Tas dibuat dengan beraneka model dan warna. Meski terbuat dari kantong plastik bekas, pengerajin juga menambahkan bahan dan ornamen lain untuk mempercantik tas. (Lutfi Fauziah/National Geographic Indonesia)

Untuk pemasaran, Hariadi mengatakan bahwa benda-benda kerajinan biasanya dibuat berdasarkan pesanan. “Barang-barang kerajinan kami banyak diekspor ke luar negeri. Yang paling banyak itu Australia, Malaysia, Jerman dan Ghana,” tambahnya.

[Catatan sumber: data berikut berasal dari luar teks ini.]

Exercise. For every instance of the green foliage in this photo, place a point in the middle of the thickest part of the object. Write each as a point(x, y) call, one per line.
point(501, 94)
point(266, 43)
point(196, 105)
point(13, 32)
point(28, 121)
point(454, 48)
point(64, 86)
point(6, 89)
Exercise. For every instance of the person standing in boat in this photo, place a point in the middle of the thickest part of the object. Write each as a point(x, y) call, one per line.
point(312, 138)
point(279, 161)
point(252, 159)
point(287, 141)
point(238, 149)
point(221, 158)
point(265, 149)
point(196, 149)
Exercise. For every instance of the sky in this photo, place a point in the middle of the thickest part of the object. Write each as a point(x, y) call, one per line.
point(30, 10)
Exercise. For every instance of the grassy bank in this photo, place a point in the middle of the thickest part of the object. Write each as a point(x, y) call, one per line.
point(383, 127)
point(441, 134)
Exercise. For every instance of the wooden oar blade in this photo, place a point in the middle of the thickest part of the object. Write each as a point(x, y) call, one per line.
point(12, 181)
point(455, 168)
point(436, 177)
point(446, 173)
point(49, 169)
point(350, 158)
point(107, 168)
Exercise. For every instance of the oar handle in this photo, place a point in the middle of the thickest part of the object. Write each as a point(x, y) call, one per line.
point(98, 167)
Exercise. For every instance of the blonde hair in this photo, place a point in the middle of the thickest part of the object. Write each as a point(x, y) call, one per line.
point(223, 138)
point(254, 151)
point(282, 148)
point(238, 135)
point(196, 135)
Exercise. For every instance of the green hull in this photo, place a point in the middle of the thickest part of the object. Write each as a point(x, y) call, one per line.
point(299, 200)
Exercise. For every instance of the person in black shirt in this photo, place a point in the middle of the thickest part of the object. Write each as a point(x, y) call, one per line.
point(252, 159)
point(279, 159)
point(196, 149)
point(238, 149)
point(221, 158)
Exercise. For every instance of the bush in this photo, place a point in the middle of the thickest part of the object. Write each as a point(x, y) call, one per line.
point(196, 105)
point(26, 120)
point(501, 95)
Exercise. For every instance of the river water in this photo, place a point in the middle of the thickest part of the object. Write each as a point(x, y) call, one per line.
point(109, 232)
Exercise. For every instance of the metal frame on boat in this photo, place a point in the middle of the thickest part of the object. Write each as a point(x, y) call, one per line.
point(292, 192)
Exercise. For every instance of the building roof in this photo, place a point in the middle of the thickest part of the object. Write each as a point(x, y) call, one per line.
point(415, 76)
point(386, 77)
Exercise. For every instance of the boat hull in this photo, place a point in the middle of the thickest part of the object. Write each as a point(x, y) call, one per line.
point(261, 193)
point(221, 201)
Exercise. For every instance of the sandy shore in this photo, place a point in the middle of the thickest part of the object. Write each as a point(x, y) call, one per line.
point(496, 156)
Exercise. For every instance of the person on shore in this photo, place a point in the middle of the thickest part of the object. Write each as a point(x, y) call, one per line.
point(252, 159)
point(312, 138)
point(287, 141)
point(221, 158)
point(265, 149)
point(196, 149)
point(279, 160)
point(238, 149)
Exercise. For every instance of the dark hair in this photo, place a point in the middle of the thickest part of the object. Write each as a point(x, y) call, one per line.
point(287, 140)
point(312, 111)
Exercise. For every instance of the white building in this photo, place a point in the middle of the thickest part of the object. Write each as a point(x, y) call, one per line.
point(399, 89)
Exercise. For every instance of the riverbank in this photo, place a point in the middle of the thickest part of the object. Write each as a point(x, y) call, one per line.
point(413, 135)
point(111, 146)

Sedangkan di dalam negeri, Hariadi mengakui bahwa permintaan tak terlalu besar. Pesanan paling banyak datang dari Pulau Bali. “Masyarakat kita memang masih enggan menggunakan produk-produk daur ulang seperti ini,” ujarnya.

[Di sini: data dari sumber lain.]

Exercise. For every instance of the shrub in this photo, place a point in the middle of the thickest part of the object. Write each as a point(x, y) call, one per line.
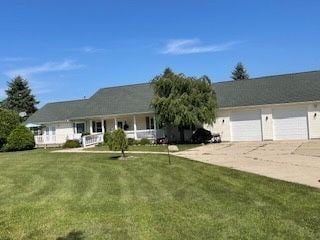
point(71, 144)
point(119, 141)
point(21, 138)
point(132, 141)
point(107, 138)
point(85, 134)
point(145, 141)
point(9, 120)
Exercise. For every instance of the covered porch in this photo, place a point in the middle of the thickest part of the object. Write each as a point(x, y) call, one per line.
point(135, 126)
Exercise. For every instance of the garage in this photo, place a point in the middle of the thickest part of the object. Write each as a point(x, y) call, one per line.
point(246, 125)
point(290, 123)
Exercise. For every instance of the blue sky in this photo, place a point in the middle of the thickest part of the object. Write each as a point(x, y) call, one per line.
point(69, 49)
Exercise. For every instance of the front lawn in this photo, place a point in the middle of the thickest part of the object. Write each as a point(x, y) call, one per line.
point(92, 196)
point(146, 148)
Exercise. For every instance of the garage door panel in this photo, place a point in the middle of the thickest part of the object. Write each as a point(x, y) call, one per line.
point(290, 124)
point(246, 126)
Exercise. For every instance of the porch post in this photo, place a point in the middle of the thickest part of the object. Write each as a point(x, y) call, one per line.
point(115, 124)
point(91, 130)
point(102, 125)
point(155, 126)
point(135, 127)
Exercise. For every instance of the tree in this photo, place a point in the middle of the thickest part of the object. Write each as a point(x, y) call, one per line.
point(19, 97)
point(9, 120)
point(21, 138)
point(181, 101)
point(118, 141)
point(239, 72)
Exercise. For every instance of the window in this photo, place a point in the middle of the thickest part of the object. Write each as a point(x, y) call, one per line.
point(149, 123)
point(99, 126)
point(94, 127)
point(105, 125)
point(80, 128)
point(53, 130)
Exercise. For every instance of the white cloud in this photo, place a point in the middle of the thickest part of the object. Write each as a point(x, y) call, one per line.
point(46, 67)
point(12, 59)
point(192, 46)
point(89, 49)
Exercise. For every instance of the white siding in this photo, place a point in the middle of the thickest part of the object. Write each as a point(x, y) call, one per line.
point(221, 125)
point(267, 123)
point(246, 125)
point(314, 121)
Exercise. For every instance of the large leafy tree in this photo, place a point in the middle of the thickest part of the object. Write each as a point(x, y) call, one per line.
point(20, 97)
point(239, 72)
point(9, 120)
point(181, 101)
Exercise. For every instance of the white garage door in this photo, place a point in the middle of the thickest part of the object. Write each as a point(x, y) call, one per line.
point(246, 125)
point(290, 123)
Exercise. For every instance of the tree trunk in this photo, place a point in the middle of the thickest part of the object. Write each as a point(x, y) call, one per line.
point(181, 130)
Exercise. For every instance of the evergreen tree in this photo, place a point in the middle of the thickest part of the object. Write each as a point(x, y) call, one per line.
point(239, 73)
point(19, 97)
point(181, 101)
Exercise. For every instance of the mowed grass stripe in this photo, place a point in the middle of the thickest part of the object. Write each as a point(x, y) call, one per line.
point(46, 196)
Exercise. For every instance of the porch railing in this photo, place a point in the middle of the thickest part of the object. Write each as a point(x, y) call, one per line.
point(93, 139)
point(151, 134)
point(55, 139)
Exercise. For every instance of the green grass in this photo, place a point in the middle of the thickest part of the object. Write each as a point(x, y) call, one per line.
point(91, 196)
point(147, 148)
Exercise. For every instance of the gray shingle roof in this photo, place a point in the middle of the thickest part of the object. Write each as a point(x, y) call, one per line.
point(287, 88)
point(58, 111)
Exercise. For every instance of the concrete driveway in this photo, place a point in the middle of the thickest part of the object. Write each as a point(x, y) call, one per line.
point(293, 161)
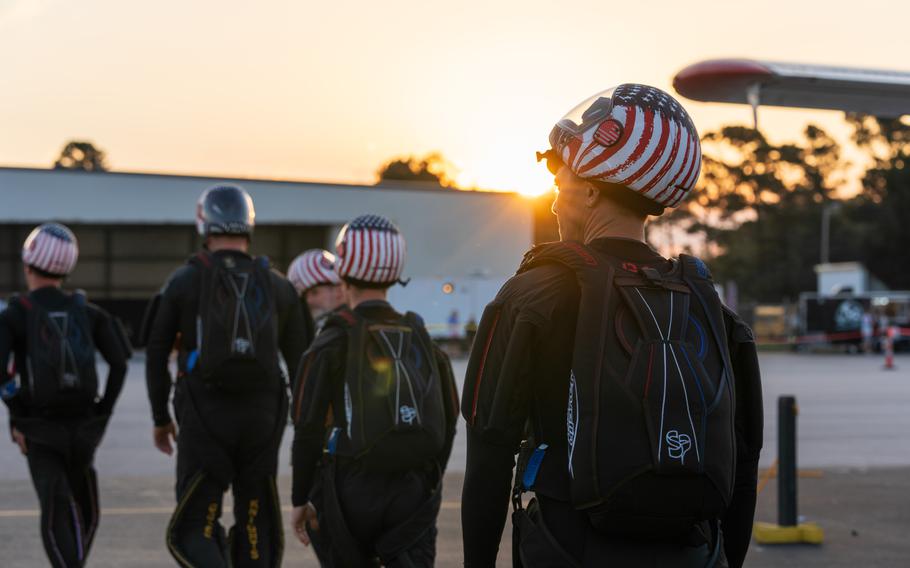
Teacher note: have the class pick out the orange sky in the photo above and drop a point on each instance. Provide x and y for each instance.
(291, 89)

Keuntungan penjualan produk-produk tersebut 80 persen diberikan kepada pengerajin, sementara 20 persen masuk kas KPSM. “Tapi yang 20 persen ini masih di bagi-bagi lagi, ada yang murni masuk kas, ada juga yang digunakan untuk operasional KPSM lain,” tukas Hariadi.

Selain mendatangkan manfaat ekonomi kepada masyarakat setempat, keberadaan KPSM ini juga memberikan dampak positif bagi lingkungan. “Di dusun kami sudah tidak lagi terlihat timbunan sampah, masyarakat setempat sudah sadar mengenai pengelolaan sampah,” tambahnya.

Tidak hanya tas, berbagai aksesoris berbahan plastik bekas juga dipamerkan dan dijual. Lihatlah bross-bross ini, cantik bukan? Siapa sangka, ternyata bahan bakunya adalah plastik bekas botol air mineral. (Lutfi Fauziah/National Geographic Indonesia)

Menurut Hariadi, pengelolaan limbah plastik dengan cara ini justru lebih efektif dibandingkan dengan kebijakan pemerintah terkait plastik berbayar.

“Uang dua ratus rupiah itu perginya kemana? Untuk kepentingan lingkungan atau malah justru menguntungkan supermarket-supermarket yang menerapkan kebijakan itu?” tanyanya.

Hariadi berpendapat, sebenarnya tak masalah jika kebijakan plastik berbayar itu diterapkan, asalkan uang yang dibayarkan masyarakat untuk membeli plastik tersebut digunakan untuk mengatasi permasalahan-permasalahan lingkungan. “Kita lihat saja dulu hasil kebijakan itu akan seperti apa,” pungkasnya.